Des pâtes de ciment CEM I (à différents e/c) sont immergées dans différentes solutions agressives (eau pure, solution saline, solution synthétique représentative d’eau de nappe…). Notre intérêt se porte ici sur l’interaction entre les solutions contenant des carbonates (eau de mer, eau de nappe) et le matériau cimentaire. Comme pour Badouix, la dégradation est réalisée selon une dimension grâce à la protection des faces en périphérie avec de la résine Epoxy pour simplifier la compréhension des mécanismes de dégradation.

La précipitation de calcite est identifiée par DRX et MEB à la surface du matériau et inhibe le processus de lixiviation du matériau cimentaire. Plus la concentration en carbonates dans la solution est importante, plus la dégradation est faible.

La dégradation semble moins importante dans le cas de la solution représentative de l’eau de mer que dans le cas de la solution représentative de l’eau de nappe après 1 an.
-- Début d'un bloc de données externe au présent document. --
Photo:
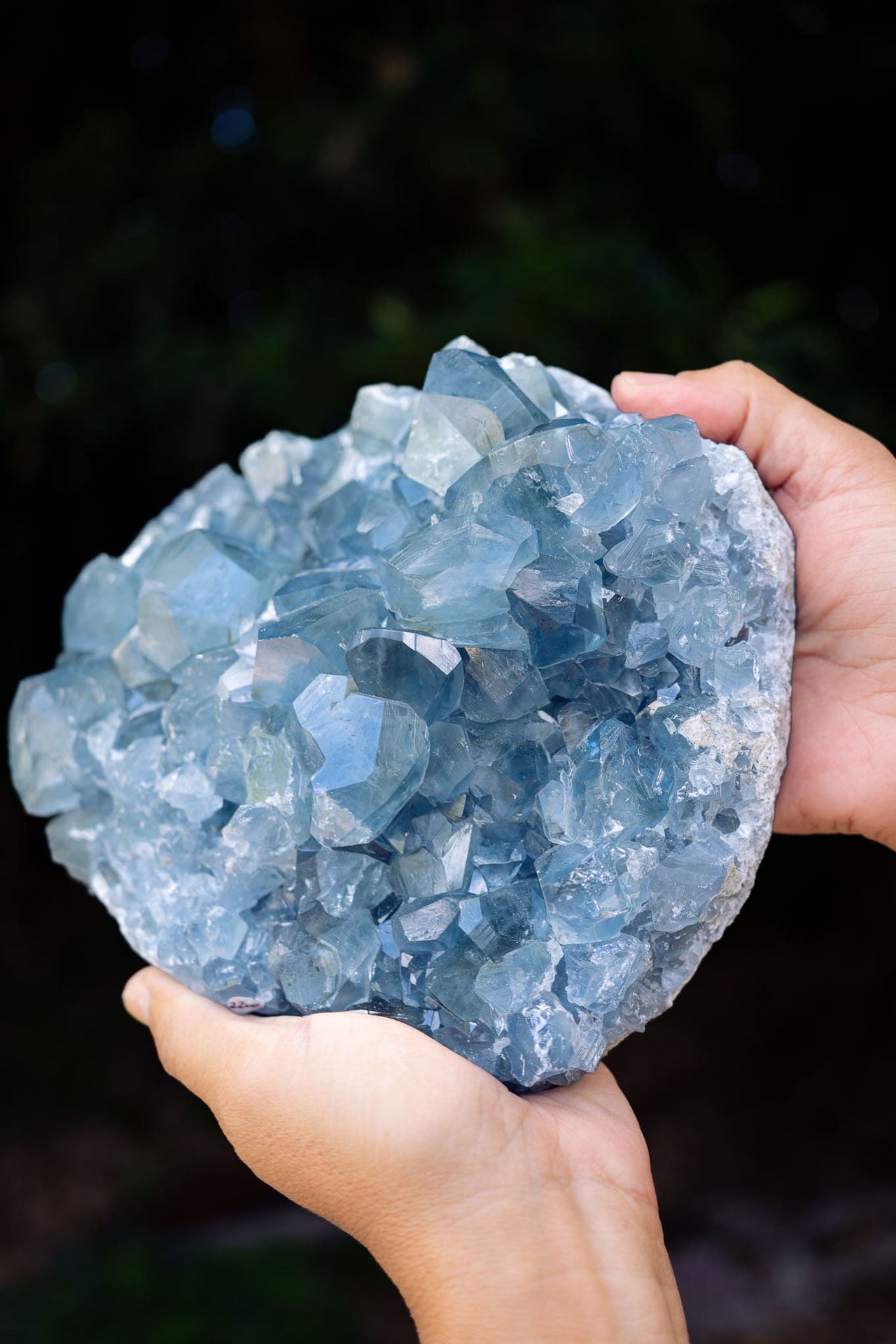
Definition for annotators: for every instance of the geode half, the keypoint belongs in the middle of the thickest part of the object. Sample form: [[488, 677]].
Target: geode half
[[470, 714]]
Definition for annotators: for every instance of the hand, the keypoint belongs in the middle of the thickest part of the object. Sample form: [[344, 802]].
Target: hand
[[837, 489], [498, 1217]]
Les auteurs expliquent cela par le développement d’une couche de calcite à la surface de l’échantillon dans le cas de l’eau de mer (figure 1-15).

Figure 1-15 : distribution élémentaire à la surface des échantillons après immersion pendant 1 an dans une solution représentative d’une nappe souterraine (Fg) ou d’une eau de mer (Sg) (à noter l’existence d’une erreur sur cette figure : aucun enrichissement en Si n’est observé en

eau de mer mais un enrichissement en C) [KUR 07]
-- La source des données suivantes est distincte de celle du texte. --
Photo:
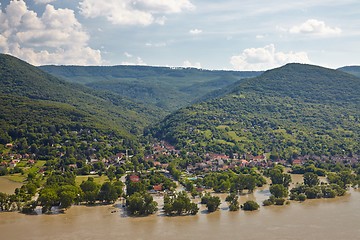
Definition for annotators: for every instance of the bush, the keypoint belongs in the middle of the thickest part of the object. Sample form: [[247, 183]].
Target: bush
[[267, 202], [279, 201], [250, 206], [301, 197]]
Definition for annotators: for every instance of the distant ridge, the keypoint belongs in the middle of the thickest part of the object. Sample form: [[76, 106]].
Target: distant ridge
[[293, 110], [354, 70], [33, 101], [161, 87]]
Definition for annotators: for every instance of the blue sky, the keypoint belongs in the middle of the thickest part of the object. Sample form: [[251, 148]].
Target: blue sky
[[227, 34]]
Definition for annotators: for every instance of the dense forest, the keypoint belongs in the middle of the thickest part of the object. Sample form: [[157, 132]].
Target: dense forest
[[42, 114], [291, 111], [164, 88], [354, 70]]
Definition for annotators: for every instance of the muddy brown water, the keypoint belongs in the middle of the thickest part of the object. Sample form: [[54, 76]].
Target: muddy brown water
[[330, 219]]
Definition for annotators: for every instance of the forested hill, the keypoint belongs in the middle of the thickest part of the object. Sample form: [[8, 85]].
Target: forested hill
[[36, 106], [354, 70], [289, 111], [162, 87]]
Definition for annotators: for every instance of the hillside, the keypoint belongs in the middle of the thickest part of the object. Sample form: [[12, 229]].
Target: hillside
[[354, 70], [162, 87], [36, 107], [293, 110]]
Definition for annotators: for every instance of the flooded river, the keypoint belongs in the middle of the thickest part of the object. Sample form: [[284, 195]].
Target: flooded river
[[7, 186], [330, 219]]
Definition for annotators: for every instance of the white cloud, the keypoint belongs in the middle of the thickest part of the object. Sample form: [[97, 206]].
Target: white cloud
[[137, 61], [133, 12], [128, 55], [188, 64], [195, 31], [56, 37], [266, 58], [159, 44], [43, 1], [313, 26]]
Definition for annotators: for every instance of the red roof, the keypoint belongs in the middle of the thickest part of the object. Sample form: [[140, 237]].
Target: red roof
[[134, 178], [297, 162]]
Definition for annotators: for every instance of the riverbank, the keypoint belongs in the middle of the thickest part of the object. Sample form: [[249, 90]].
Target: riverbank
[[330, 219]]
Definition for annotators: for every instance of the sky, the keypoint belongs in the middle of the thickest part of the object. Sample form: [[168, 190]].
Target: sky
[[208, 34]]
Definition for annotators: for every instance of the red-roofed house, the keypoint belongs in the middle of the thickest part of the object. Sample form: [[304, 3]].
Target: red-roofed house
[[158, 187], [134, 178]]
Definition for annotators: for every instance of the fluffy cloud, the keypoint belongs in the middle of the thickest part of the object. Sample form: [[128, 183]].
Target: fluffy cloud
[[313, 26], [136, 61], [133, 12], [43, 1], [195, 31], [188, 64], [266, 58], [54, 38]]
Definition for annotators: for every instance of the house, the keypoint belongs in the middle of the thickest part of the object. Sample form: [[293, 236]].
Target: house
[[9, 145], [297, 162], [134, 178], [157, 187], [31, 162], [14, 162]]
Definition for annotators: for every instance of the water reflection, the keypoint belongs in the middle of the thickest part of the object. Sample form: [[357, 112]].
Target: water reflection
[[313, 219]]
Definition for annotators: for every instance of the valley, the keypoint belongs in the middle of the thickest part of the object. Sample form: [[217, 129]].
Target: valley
[[166, 141]]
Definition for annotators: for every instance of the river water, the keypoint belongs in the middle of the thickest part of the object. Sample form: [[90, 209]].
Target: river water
[[328, 219]]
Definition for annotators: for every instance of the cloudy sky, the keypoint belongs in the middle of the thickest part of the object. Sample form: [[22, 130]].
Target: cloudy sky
[[210, 34]]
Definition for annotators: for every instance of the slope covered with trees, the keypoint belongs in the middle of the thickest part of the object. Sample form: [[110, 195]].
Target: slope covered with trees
[[163, 87], [354, 70], [290, 111], [40, 110]]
Etant donné les concentrations identiques en carbonates dans l’eau souterraine et dans l’eau de mer dans cette étude, la formation d’une couche colmatante en eau de mer peut

s’expliquer par la quantité importante de calcium déjà présente dans la solution (ce qui n’est pas le cas dans l’eau de nappe) et qui au voisinage du matériau est exposée à une brusque augmentation de pH, ce qui permet la précipitation de calcite sur le substrat qu’est la surface du matériau. La croissance se fait très rapidement. La figure 1-16 schématise les mécanismes à l’œuvre dans la formation de cette couche de carbonate de calcium.
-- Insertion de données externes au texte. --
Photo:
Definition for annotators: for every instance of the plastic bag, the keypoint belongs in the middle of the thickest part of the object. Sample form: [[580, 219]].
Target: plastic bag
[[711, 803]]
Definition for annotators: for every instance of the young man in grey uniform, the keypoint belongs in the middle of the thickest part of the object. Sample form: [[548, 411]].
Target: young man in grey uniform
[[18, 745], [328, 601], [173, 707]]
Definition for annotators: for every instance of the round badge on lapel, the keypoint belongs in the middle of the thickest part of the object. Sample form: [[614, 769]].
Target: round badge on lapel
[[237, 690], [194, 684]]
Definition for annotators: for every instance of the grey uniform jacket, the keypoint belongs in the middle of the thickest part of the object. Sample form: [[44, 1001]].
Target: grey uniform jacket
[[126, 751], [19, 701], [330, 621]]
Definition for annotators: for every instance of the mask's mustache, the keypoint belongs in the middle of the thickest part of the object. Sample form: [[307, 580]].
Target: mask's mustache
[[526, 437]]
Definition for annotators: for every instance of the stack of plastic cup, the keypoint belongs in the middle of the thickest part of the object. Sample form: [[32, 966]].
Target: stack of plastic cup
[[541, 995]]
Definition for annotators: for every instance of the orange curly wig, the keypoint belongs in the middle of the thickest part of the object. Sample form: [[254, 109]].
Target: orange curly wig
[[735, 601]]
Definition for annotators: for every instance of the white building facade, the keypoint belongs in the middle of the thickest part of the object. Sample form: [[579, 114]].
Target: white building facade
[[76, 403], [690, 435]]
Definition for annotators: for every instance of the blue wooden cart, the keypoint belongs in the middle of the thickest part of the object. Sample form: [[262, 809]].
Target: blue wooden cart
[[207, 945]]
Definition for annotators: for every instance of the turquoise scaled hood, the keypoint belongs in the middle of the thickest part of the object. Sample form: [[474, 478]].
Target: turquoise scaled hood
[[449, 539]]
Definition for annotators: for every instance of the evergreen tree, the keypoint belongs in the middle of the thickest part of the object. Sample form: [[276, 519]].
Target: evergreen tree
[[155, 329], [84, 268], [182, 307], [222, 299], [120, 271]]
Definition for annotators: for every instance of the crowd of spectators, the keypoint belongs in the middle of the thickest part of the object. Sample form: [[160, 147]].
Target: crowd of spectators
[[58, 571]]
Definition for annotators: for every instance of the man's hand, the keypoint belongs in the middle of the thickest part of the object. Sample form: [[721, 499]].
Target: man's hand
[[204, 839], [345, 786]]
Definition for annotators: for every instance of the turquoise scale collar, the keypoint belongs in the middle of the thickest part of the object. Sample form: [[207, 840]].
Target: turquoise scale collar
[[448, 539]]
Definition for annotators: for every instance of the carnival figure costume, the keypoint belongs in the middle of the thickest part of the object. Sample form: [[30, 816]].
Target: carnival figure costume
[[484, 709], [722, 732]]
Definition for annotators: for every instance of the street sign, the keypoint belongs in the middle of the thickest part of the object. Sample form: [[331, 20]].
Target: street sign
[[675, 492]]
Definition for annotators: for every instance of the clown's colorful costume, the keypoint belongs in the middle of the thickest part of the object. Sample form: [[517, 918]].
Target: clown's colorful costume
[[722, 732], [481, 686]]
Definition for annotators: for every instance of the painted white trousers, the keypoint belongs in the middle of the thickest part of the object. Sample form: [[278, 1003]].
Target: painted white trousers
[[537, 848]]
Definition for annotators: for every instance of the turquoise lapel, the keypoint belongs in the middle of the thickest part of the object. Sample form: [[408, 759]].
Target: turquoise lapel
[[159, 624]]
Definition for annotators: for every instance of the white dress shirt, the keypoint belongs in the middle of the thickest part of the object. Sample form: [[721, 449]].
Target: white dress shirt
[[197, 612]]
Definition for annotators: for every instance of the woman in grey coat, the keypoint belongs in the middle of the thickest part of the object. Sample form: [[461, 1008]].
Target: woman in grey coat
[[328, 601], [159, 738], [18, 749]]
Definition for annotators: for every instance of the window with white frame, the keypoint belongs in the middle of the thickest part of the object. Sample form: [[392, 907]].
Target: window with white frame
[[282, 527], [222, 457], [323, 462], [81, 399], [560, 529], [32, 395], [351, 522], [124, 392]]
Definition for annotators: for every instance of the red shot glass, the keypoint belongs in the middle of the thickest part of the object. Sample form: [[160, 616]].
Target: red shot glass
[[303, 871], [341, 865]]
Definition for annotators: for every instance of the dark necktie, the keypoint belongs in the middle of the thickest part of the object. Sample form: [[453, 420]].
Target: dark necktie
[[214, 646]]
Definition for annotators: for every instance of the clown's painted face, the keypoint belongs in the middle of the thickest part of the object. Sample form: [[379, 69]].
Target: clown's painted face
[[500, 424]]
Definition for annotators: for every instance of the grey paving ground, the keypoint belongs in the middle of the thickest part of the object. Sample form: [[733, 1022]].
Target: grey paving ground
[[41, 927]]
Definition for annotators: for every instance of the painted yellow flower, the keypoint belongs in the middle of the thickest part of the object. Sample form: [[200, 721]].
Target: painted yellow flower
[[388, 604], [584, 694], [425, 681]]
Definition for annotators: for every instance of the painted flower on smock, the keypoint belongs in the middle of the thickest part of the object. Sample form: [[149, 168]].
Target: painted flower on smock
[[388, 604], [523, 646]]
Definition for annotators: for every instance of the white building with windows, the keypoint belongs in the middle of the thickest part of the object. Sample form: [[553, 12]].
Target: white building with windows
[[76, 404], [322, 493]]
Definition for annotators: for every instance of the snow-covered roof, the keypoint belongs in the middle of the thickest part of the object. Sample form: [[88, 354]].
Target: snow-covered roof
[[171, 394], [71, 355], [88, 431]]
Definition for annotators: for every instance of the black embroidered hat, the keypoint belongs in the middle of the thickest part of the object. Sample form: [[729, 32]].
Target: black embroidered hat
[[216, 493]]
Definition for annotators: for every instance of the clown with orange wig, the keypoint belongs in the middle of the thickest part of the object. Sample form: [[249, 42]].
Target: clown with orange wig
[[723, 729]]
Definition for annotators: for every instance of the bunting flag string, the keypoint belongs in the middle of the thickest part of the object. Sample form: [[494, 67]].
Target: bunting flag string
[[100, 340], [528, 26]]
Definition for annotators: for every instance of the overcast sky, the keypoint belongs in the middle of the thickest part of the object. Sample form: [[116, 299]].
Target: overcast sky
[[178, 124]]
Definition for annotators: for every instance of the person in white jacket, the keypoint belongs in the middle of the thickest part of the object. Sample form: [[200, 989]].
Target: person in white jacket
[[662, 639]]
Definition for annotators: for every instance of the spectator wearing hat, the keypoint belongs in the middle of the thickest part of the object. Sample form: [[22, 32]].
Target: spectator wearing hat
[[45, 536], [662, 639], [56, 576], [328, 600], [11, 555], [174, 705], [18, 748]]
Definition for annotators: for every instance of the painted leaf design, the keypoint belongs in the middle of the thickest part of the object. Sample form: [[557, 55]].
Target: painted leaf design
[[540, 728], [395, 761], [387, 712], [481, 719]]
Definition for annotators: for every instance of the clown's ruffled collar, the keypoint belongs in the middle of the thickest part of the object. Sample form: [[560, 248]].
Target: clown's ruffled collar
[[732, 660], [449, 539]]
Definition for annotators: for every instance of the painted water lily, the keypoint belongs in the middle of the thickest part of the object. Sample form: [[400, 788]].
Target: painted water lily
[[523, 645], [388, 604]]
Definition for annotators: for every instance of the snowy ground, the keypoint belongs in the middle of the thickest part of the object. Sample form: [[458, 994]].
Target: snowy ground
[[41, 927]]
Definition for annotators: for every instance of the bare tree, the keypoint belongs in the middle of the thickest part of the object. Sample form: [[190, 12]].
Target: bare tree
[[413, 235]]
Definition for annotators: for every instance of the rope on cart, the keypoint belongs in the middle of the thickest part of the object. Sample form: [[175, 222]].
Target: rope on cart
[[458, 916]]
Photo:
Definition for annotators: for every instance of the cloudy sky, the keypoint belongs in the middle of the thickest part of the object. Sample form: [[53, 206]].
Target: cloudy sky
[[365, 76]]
Figure 1-16 : schéma des mécanismes simplifiés de l’inhibition de la lixiviation d’un matériau cimentaire immergé dans des solutions contenant des hydrogénocarbonates [KUR 07]. Les matériaux cimentaires à base de ciment Portland plongés dans les solutions contenant des carbonates subissent deux mécanismes d’agressions principaux : la lixiviation et la carbonatation. Lors de la lixiviation de la portlandite, le calcium relâché réagit avec les carbonates de la solution externe pour former un carbonate de calcium, de la calcite le plus souvent en milieu saturé. La carbonatation se traduit par le développement d’une couche colmatante dans les premiers microns du matériau. Cette couche inhiberait les mécanismes d’altération mis en œuvre dans le cas des dégradations en eau pure. Le développement de cette couche n’est pas parfaitement localisé. Certes elle se produit à la surface du matériau, mais est-elle interne à celui-ci (dissolution des phases primaires/précipitation), ou est-ce une croûte exogène qui se développe par-dessus la surface du matériau? Aucune donnée expérimentale n’existe sur la porosité de cette couche en raison de sa taille très mince. Dans tous les cas, cette carbonatation joue un rôle de protection du matériau cimentaire dans les environnements agressifs et sa présence ou non est un enjeu important dans la prédiction du comportement à long terme du matériau cimentaire dans de tels milieux. Une part importante de nos travaux porte sur l’identification, la localisation, la quantification et l’impact sur le transport de cette carbonatation.